I think the best thing to do is find out where the fish spend most of their time. Top swimmers and bottoms are good and then you can let them mingle together. I agree with Sakura don't get mollies and just stick with female guppies so you don't have a bunch of babies.


----------



## Sakura8 (May 12, 2011)

Mollies also get pretty big and have been known to bully bettas. Also, they benefit from being kept in brackish (salt) water. They'll survive in freshwater but they do best in water with a bit of AQ salt. Which I don't recommend for bettas or other community fish. 

And even if you get just female guppies, chances are you'll still have a few drops of fry since one mating with a male can result in up to 4 drops, spaced about 3-6 weeks apart. But get a male and you'll have a production line churning babies out all the time.


----------



## LucasTheFisher (Dec 19, 2011)

Well, I already knew the consequences that might happen in a Guppy/Betta tank. But, one of the most recommended tank mates for Bettas are Neon Tetras. Do Neon tetras do any better than regular tetras w/ a Betta(I mean, do they still fin-nip?)?


----------



## LucasTheFisher (Dec 19, 2011)

kfry and sakura, thanks for your replies. I'll change my mind on the mollies


----------



## Sakura8 (May 12, 2011)

I have rummynose tetras as well and they also haven't bothered my betta. If anything, they tried to school with the betta even more than the neons. I think people usually recommend neons because they're small. I would say any commonly available tetra is a possibility as long as you have an adequately sized school. Glowlights, rummynoses, black neons, cardinals, head and tail light tetras. Any tetra that's about 2 inches would be a possibility. Also, rasboras are good. But not danios. Those things are so hyper that I swear they have caffeine in their blood. Drove my betta insane.


----------



## LucasTheFisher (Dec 19, 2011)

BTW, I wanted to have a good colorful harmony in my tank. But isn't a Green Crowntail extremely hard to find? Not to mention that you also have to pick a healthy one.


----------



## Sakura8 (May 12, 2011)

Pure green bettas of any tail type are probably the rarest of all. You should be able to find plenty of teal green bettas, though. Teal is a fairly common color and it can look mostly green depending on the light.


----------



## LucasTheFisher (Dec 19, 2011)

Thanks, I've decided to take:
1 Crowntail Betta (Large chance being Teal green or just Blue, luckily if i find a pure green)
3 Guppies (Red, Yellow and Blue)
8 Neons (Of the same color)
and 4 Cories (2 black and 2 white) 

All in a 20 gallon tank . Can you recommend foods for this fish?


----------



## Sakura8 (May 12, 2011)

For the bettas, neons, and guppies, I recommend New Life Spectrum Small Fish Formula .5mm pellets, if you can find them. I'm not sure what's available to you but if you can find them, it's a good food for all those smaller mouths. If not, the smallest pellets you can find. Flake food if you have to but it can cloud up the tank.

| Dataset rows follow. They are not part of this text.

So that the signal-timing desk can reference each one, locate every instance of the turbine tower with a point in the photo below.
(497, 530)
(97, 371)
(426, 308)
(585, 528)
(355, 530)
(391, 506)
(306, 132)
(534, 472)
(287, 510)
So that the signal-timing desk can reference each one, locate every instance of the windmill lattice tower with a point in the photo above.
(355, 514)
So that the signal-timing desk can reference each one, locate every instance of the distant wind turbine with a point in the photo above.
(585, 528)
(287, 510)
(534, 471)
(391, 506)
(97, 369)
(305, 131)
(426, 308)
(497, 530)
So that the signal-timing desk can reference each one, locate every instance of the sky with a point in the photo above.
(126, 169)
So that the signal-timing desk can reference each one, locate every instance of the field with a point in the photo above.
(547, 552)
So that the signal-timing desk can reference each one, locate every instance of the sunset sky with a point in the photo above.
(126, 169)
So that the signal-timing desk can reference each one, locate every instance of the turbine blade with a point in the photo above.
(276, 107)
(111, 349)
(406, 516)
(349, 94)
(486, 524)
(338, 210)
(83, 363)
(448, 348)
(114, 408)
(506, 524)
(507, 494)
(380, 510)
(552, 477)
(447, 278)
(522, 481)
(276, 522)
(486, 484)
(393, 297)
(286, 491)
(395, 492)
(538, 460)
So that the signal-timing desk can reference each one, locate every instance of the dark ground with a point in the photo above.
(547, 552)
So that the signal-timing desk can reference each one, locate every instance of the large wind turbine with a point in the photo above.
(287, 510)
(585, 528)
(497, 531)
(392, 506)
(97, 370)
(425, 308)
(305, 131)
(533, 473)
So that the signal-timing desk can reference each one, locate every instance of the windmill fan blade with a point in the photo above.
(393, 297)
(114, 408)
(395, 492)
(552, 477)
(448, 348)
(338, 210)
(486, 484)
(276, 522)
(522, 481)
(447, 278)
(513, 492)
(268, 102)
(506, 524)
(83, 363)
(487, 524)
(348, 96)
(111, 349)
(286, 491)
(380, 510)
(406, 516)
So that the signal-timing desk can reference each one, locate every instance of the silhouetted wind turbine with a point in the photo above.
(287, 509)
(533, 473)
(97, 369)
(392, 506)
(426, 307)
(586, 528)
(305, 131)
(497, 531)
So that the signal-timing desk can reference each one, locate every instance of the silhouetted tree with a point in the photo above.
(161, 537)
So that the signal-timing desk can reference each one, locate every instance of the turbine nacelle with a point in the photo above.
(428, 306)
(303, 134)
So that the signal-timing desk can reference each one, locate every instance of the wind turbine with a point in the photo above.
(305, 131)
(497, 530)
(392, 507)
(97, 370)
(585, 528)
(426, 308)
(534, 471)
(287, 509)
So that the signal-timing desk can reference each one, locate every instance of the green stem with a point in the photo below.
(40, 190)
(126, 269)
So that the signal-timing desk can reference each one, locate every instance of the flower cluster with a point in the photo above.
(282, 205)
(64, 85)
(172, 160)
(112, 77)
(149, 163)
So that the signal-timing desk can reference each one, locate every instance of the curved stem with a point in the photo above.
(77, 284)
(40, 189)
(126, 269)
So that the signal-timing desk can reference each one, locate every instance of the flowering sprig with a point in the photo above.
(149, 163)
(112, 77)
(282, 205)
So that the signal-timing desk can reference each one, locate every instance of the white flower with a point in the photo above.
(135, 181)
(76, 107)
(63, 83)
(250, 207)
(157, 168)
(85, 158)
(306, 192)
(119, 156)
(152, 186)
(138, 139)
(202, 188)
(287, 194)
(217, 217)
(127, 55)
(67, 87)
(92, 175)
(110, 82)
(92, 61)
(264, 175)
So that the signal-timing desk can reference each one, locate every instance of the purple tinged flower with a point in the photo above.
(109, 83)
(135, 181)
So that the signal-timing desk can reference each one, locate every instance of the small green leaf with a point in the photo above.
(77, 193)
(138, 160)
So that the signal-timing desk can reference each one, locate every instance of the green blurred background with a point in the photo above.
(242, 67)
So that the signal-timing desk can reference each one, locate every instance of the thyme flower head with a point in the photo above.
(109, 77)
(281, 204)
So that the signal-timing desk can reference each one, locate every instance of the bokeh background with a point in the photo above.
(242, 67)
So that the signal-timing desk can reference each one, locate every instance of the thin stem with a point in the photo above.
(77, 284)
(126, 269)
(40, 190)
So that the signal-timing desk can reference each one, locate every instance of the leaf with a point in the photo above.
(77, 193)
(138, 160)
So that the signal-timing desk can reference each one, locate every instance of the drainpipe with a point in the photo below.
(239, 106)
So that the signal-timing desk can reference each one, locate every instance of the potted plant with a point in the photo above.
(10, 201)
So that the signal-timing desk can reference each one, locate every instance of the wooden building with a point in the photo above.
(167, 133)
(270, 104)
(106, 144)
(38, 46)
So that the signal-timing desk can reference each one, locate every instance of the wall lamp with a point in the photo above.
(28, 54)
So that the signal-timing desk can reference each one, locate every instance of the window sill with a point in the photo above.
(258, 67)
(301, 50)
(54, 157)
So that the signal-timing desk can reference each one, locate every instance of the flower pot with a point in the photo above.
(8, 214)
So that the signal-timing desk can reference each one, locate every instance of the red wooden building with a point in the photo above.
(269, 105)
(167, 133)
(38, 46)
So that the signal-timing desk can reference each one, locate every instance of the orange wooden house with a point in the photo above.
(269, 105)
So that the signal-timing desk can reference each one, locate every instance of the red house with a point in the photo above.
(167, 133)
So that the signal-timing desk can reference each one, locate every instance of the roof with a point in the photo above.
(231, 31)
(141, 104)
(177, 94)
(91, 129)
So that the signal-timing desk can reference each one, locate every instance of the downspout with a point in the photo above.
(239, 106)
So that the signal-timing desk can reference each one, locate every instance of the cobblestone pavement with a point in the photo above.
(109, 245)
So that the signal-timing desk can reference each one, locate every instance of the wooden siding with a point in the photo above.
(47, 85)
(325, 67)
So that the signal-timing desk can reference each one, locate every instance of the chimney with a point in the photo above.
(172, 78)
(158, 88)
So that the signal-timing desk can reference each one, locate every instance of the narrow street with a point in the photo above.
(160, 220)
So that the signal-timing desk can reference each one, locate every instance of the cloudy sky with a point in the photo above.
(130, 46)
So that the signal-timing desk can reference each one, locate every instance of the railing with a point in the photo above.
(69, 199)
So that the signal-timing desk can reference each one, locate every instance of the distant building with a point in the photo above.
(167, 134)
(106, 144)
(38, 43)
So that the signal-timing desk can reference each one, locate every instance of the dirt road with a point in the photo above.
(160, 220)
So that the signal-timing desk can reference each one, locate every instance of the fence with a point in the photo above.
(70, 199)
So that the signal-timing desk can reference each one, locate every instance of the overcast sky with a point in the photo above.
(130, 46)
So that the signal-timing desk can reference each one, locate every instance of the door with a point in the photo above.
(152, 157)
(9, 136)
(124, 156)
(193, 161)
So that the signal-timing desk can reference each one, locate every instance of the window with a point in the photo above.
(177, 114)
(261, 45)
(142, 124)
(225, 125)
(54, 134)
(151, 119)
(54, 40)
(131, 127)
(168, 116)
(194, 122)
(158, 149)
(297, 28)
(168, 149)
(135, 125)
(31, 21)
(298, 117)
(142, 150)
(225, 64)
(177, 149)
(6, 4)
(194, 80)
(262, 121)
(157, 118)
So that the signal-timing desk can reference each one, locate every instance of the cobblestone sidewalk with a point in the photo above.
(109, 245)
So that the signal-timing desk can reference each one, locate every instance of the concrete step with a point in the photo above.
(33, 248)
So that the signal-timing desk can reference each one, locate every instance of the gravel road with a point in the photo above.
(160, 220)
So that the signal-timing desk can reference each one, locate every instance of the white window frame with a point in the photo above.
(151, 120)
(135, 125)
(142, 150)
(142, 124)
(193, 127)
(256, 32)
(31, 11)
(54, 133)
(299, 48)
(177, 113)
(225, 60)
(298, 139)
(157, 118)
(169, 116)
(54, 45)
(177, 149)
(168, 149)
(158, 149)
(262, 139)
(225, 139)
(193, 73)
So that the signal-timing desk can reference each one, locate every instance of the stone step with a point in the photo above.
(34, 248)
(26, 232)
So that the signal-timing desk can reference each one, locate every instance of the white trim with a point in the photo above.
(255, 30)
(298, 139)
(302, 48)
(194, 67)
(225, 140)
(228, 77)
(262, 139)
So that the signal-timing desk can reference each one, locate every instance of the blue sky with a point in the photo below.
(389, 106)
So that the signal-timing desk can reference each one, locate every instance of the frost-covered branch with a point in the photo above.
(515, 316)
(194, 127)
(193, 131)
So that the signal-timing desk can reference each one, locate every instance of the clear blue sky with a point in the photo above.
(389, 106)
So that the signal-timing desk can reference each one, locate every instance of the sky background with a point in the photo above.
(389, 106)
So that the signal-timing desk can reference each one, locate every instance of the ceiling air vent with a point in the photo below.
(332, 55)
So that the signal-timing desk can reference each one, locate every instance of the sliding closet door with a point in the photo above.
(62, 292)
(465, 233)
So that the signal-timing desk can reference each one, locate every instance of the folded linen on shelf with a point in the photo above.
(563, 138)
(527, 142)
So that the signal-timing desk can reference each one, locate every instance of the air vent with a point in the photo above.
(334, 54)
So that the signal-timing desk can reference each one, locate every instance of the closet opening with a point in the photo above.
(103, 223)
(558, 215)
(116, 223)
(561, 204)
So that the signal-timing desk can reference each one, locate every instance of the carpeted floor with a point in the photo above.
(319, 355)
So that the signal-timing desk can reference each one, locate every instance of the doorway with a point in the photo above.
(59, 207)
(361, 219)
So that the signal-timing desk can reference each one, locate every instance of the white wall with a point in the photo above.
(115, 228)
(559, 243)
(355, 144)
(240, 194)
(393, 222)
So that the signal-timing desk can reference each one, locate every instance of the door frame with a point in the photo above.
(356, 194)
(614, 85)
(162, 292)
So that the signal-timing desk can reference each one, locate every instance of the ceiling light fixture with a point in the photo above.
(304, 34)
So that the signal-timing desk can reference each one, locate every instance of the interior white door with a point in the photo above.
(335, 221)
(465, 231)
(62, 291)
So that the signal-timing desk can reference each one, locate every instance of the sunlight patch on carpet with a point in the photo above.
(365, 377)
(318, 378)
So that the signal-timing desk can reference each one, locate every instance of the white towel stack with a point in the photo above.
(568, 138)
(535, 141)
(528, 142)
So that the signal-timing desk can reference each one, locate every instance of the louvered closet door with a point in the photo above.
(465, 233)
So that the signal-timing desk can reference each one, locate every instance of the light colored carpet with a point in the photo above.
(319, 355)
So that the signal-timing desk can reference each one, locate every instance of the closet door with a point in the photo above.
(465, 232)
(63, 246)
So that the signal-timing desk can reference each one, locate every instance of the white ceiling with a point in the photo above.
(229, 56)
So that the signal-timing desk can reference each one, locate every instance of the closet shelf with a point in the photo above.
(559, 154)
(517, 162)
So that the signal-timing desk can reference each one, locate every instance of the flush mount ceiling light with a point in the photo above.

For the cories, sinking wafers, sinking algae wafers, shrimp pellets. 

Sounds like a good stocking plan, I can't wait to see how it goes. Post pics when you get it all set up. 

Oh, for the cories, try to get either sand or a smooth, fine gravel.


----------



## LucasTheFisher (Dec 19, 2011)

Sure, but it'll take a little long since I've got other things to do maybe I'll get it in a few months or so. But I think I'll start cycling the tank as soon as I buy one


----------



## Sakura8 (May 12, 2011)

Ah, cycling. The one bump in the road to aquarium happiness.


----------



## LucasTheFisher (Dec 19, 2011)

Hey, I've found a good, informative video about how to keep Bettas w/ Guppies. check it out: http://www.youtube.com/watch?v=w7WDntAFPWg


----------